By Anna Fitzpatrick, Contributing Reporter

SÃO PAULO, BRAZIL – The initial growth acceleration program, or PAC, planned for 2007 to 2010, earmarked investments of R$504 billion (US$306 billion) to be spent on infrastructure issues.  Of that, R$346.5 billion was earmarked for projects in São Paulo, the state responsible for 34 percent of the country’s GDP (Gross Domestic Product).

President Dilma Rousseff was nicknamed ' The mother of PAC'
President Rousseff nicknamed 'The mother of PAC' by Lula, photo by Wilson Dias/ABr.

Infrastructure projects have been the priority nationwide, and of the nearly 14,000 projects included in PAC and PAC2, approximately 1,200, or just 8 percent, were destined for São Paulo.

The investments sought to expand the existing logistical infrastructure, improve traffic in metropolitan areas and eliminate operational bottlenecks in the ports and railways.

Perhaps the most tangible PAC investments were defined to increase São Paulo’s 62.3 km of metro lines to be on par with other large cities, such as Mexico City (200 km of subway), Paris (213 km) and Madrid (283.8 km).

Investments of R$2.1 billion have been made to expand the Line 2 metro, also called the “Paulista Line” because it goes along much of the Avenida Paulista, connecting Vila Madalena and Vila Prudente stations.  Started in 2009, the line is still under construction.

The construction of Line 4 metro has also been part of PAC infrastructure plans. New stations on Avenida Faria Lima and Avenida Paulista were inaugurated in 2010 and will go some way towards easing stressed bus routes in some of the city’s most important and densely populated districts from the city center to the West Zone.

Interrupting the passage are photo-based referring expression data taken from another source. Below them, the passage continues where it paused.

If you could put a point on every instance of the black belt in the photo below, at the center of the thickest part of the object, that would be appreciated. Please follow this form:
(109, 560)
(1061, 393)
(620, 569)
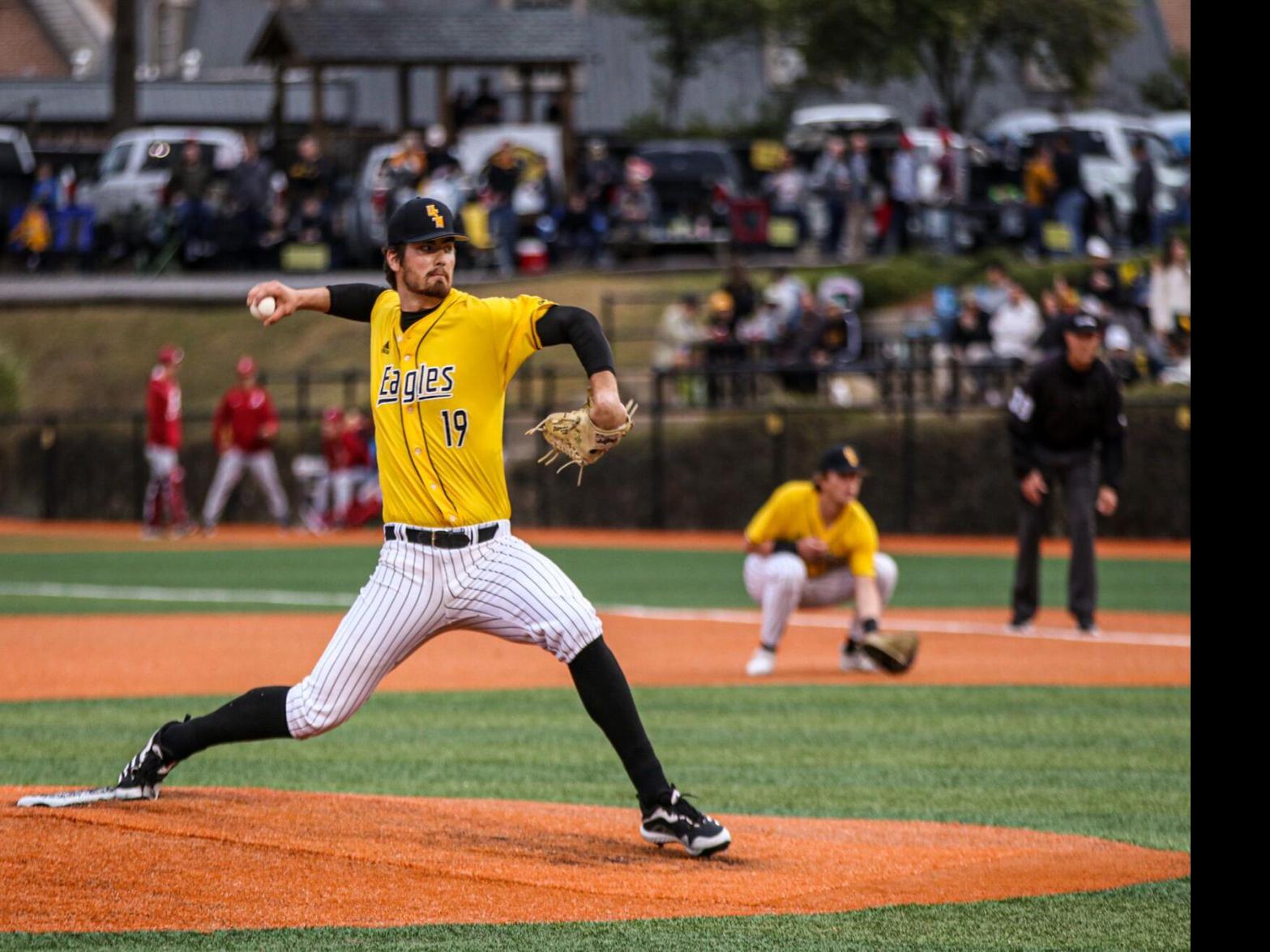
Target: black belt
(438, 539)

However, work is behind schedule and stations along the line are still closed and not expected to open until next year.

Another massive project included in PAC was the proposal for the high speed rail link between Rio de Janeiro and São Paulo.  Plans for the R$33.1 billion railway project have been postponed a number of times and the project has yet to pass the tendering stage, which is now scheduled for the end of April.

São Paulo's new Faria Lima station on Line 4, photo by Milton Jung/Flickr Creative Commons License.

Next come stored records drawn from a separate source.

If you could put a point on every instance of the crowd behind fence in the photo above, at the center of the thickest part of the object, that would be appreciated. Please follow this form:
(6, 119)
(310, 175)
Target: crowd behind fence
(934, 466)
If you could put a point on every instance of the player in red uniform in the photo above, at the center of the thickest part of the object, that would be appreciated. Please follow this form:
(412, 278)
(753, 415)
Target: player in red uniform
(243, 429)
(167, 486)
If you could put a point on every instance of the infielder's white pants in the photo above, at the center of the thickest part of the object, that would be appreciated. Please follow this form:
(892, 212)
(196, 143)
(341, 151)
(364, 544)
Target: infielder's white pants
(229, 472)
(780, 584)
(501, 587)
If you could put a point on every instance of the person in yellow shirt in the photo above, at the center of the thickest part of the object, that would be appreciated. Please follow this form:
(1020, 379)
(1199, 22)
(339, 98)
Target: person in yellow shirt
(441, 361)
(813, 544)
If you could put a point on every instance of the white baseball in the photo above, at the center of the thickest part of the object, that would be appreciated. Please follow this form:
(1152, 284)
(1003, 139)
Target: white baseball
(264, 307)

Fears that the train will not be in place before the 2014 World Cup were confirmed in December by Bernardo Figueiredo, the General Manager of the ANTT (Ministry of Transport), who stated he hoped it would be complete by the Olympics in 2016.

Instead of expanding, the PAC infrastructure program Porto Sem Papel (ports without paper), aimed to reduce paperwork for port operations, diminishing a vessel’s time stopped in port by 25 percent and halving the time it takes to export cargo.  Despite a pilot run last year at the Port of Santos, the program has yet to be put into full service.

Non-transport related projects included favela upgrading in Heliopolis, new homes in the area of Embu and investment in a new stadium for the 2014 World Cup. Deadlines have already been missed for the new stadium development, and the city has been warned it may lose the opportunity to host games.

Though only 12 percent of the projects (137 projects) had been completed by April 2010 according to a report by NGO Contas Aberta, São Paulo has not been the only place facing project delays. According to the report, progress nationwide has been slow due to excessive bureaucracy, environmental problems and stalling in the release of funds.

Critics aside, the second phase of the policy, PAC 2 has been launched, with the Lula administration pledging a further R$958.9 billion. Minister of Planning, Miriam Belchior announced that proposed projects of PAC2 would begin in March this year.